Both Greece and the euro currency have bought extra time to recover from the financial crisis after eurozone leaders agreed a new 109 billion euro rescue deal for the debt-laden country. But worries persist over the size of Greece’s debt mountain and the ability of other troubled economies in Europe to overcome their budgetary challenges.

Rarely mentioned in the discussions on the Greek crisis is their history of sustained excessive military spending over the past decade. It is surely not the ultimate answer to the hardships many Greek people will have to endure for may years to come, but it is safe to state that if Greece had allocated just half the money for its military budget since the end of the Cold War, its economic outlook would have been much healthier – without the slightest compromise to the safety of the country.

No other European country has bought more arms from abroad than Greece.
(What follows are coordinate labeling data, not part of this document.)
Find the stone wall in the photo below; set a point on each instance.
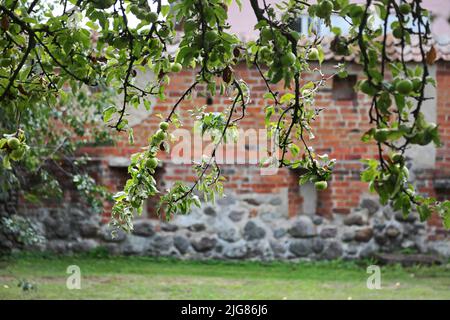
(245, 227)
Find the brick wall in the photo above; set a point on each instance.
(338, 130)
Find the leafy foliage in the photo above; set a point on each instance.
(48, 58)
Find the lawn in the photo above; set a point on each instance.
(150, 278)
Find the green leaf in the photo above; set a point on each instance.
(108, 112)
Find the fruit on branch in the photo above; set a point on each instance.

Over the past twenty years it was the world’s fifth arms importer – after China, India, South Korea and Turkey. Similarly, its military budget in terms of the size of its economy is unparalleled in Europe for many years. No other central or western European country spent more than the 3.2 per cent of its gross domestic product (GDP) that Greece spends.

Exemplary is its 1.2-1.8 billion euro submarine procurement programme known as Project Archimedes, plagued for many years by cost-overruns, delays and corruption. A parliamentary commission is currently investigating former defence minister Akis Tsochatzopoulos and others over bribes allegedly paid to Greek officials in relation to the order for four U-214 submarines signed in 2002. According to the Kathemerini newspaper “at least 120 million euros was paid in bribes by the German firm that struck a deal with the Greek government for the sale of four navy submarines, according to German court documents seen by Kathimerini. […] Two former executives of Ferrostaal, the Germany firm that was part of the consortium which won the contract, gave depositions in Munich concerning the kickbacks paid to secure the deal”.
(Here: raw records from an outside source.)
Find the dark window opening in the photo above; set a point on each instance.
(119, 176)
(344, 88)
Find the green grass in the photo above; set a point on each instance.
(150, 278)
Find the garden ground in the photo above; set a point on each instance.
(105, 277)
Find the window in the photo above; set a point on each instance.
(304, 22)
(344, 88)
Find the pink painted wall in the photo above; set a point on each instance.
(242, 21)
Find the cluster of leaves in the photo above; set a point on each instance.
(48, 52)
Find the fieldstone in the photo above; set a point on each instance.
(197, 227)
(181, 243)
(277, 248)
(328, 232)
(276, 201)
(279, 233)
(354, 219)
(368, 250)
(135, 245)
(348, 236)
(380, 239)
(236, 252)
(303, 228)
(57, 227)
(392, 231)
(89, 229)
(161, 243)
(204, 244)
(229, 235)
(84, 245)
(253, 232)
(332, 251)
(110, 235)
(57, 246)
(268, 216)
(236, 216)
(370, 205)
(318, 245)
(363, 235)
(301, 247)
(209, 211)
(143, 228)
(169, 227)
Insistence to built part of the submarines in Greece only made things worse. According to Evangelos Venizelos, until a month ago the defence minister, the delays “had placed in danger the country’s largest shipbuilding industry, thousands of jobs, the entire Greek Navy submarine program and over two billion euros already paid by the Greek state without tangible result.”

Last year Franco-German lawmaker Daniel Cohn-Bendit said that Paris and Berlin were seeking to force Prime Minister George Papandreou to spend Greece’s scarce cash on submarines, a fleet of warships, helicopters and war planes, accusing Germany’s Chancellor Angela Merkel and France’s President Nicolas Sarkozy of blackmailing Papandreou.
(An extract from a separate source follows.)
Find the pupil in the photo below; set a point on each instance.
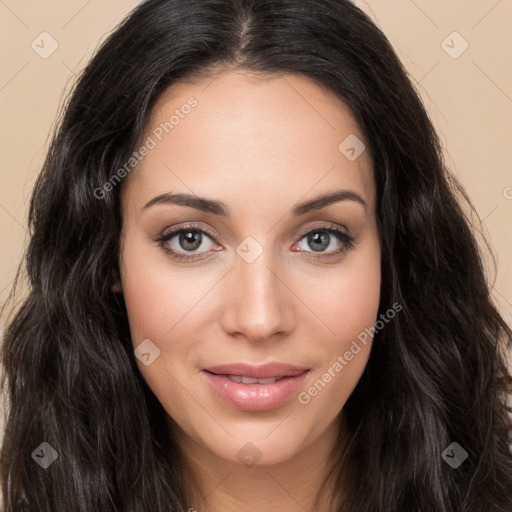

Another major supplier of military hardware to Greece is the Netherlands, having earned 830 million euro since 2000, making Greece its third largest arms export destination.

While the current debt situation may have troubled arms dealing with Greece a tiny little bit, thanks to government support it is business as usual for military electronics producer Thales Nederland. With commercial parties reluctant to provide export credits on a regular basis, Atradius Dutch State Business (DSB) in late April jumped in, agreeing to guarantee an export credit for Smart radar spare parts worth 386,000 euro.

Of course, this is a relatively minor amount of money, but it is hard to explain why the EU spends billions of euros to save Greece from bankruptcy, while at the same time pushing arms deals with a country forced to execute radical austerity measures. In the end ordinary Greeks remain victims of a greedy and irresponsible elite that has brought their society close to collapsing.
And if it were to collapse other EU taxpayers pay the bill for arms deals financially guaranteed by their governments.